Al monitoraggio sono stati così affiancati interventi di educazione alla salute rivolti a bambini e famiglie. "Partendo dai dati di Okkio alla Salute – ha spiegato Daniela Galeone del Dipartimento della Prevenzione e della Comunicazione del Ministero della Salute – abbiamo voluto fornire delle indicazioni per migliorare il benessere dei bambini intorno a due elementi principali: il mangiar bene e muoversi. E’ quindi essenziale seguire poche semplici indicazioni: fare sempre colazione, una merenda leggera, frutta e verdura 5 volte al giorno, consumare acqua e ridurre le bibite zuccherate, fare attività fisica, evitare videogiochi e tv per più di 2 ore al giorno ed non avere la tv in camera da letto".

In particolare, in kit didattico "Forchetta e Scarpetta" consiste in un "materiale interattivo realizzato in collaborazione con l’Istituto Nazionale per la nutrizione (INRAN), rivolto ai bambini della scuola primaria. Il kit è disponibile in versione cartacea e su CD Rom e in versione scaricabile( nei prossimi giorni ) sul portale del Ministero della salute, per l’utilizzo in classe attraverso Personal Computer", ha proseguito Galeone. Sono cinque le sezioni didattiche di "Forchetta e Scarpetta": dalle indicazioni generali sull’alimentazione, all’importanza della colazione, dell’attività fisica in generale, a casa e a scuola, alla necessità di mangiare quotidianamente frutta e verdura. Il kit è anche corredato di un manuale d’uso per gli insegnanti che vorranno lavorare con questo strumento in classe con gli alunni.

Il canguro è invece il testimonial del kit "Canguro Saltalacorda"che prevede due strumenti. Un totem destinato ad alunni, genitori e insegnanti dove è illustrata una piramide alimentare rovesciata. e importanti consigli nutrizionali e sul movimento. Il totem, come il CD Rom, sarà distribuito nelle 2.600 scuole oggetto del progetto Okkio alla salute. I contenuti di "Canguro Saltalacorda" sono stati concordati anche con la Società Italiana di Pediatria (SIP) e la FederazioneItaliana dei Medici Pediatri (FIMP).

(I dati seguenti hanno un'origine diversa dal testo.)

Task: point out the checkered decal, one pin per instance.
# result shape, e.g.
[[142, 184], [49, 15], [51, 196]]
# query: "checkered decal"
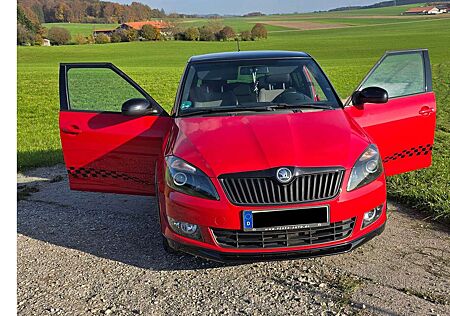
[[100, 173], [413, 151]]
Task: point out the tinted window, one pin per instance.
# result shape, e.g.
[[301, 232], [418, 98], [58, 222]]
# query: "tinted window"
[[98, 89], [254, 83], [400, 75]]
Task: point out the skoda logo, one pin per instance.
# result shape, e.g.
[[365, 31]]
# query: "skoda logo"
[[284, 175]]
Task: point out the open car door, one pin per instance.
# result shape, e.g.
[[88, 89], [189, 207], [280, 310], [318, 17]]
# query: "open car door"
[[403, 128], [112, 132]]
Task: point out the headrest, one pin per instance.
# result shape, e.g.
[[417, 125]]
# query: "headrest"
[[242, 89], [279, 78]]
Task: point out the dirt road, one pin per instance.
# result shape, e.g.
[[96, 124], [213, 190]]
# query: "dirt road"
[[100, 254]]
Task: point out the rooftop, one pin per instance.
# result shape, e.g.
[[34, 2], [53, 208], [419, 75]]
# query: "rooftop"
[[139, 25], [257, 54]]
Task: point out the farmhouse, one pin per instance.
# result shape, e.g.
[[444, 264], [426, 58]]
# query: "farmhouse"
[[429, 10], [161, 25]]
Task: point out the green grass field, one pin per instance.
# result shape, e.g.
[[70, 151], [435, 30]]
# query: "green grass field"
[[346, 54], [84, 29]]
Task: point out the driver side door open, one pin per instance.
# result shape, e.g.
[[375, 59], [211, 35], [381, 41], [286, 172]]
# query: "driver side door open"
[[105, 150], [403, 128]]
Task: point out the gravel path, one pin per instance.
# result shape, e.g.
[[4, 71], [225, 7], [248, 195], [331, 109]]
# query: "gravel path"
[[100, 254]]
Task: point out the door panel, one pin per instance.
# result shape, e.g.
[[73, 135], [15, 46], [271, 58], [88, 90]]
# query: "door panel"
[[103, 149], [403, 128]]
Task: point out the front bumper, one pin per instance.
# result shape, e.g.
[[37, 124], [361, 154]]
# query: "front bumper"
[[240, 257], [209, 214]]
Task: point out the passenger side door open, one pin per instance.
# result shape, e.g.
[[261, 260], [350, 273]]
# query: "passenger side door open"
[[112, 131], [403, 127]]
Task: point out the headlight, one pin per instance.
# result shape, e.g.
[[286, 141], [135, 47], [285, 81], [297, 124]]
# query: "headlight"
[[366, 169], [184, 177]]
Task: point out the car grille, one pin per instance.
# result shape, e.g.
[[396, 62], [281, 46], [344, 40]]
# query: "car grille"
[[254, 189], [285, 237]]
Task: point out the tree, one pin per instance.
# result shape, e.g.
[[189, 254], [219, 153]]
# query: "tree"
[[102, 39], [132, 35], [24, 36], [115, 38], [58, 35], [150, 33], [192, 34], [246, 36], [259, 31], [127, 35], [206, 33], [226, 33]]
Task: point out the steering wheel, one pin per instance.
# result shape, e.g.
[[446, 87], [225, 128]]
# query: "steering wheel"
[[292, 97]]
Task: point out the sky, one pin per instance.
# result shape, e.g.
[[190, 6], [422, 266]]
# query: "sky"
[[238, 7]]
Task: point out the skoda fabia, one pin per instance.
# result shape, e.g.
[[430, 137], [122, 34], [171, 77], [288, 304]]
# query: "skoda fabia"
[[259, 158]]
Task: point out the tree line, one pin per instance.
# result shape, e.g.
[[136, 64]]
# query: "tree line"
[[87, 11], [214, 31]]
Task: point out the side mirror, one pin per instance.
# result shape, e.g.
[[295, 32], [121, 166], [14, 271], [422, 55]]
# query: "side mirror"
[[137, 107], [370, 95]]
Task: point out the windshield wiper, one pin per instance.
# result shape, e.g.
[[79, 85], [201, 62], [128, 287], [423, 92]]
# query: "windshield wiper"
[[301, 105], [227, 109]]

La collaborazione con i pediatri è confermata da un altro strumento didattico e di comunicazione: il Poster per gli ambulatori pediatrici. Il poster fornisce ai genitori suggerimenti per una corretta alimentazione dei figli nell’arco della giornata, per un’adeguata attività fisica e per un uso moderato della TV e dei video giochi al fine di stimolare la riflessione dei genitori soprattutto sullo stato ponderale e sulle abitudini di vita dei propri figli e sollecitarli ad approfondire i temi illustrati con il pediatra. Questo strumento verrà esposto nella sala d’aspetto degli ambulatori pediatrici iscritti alla SIP e alla FIMP.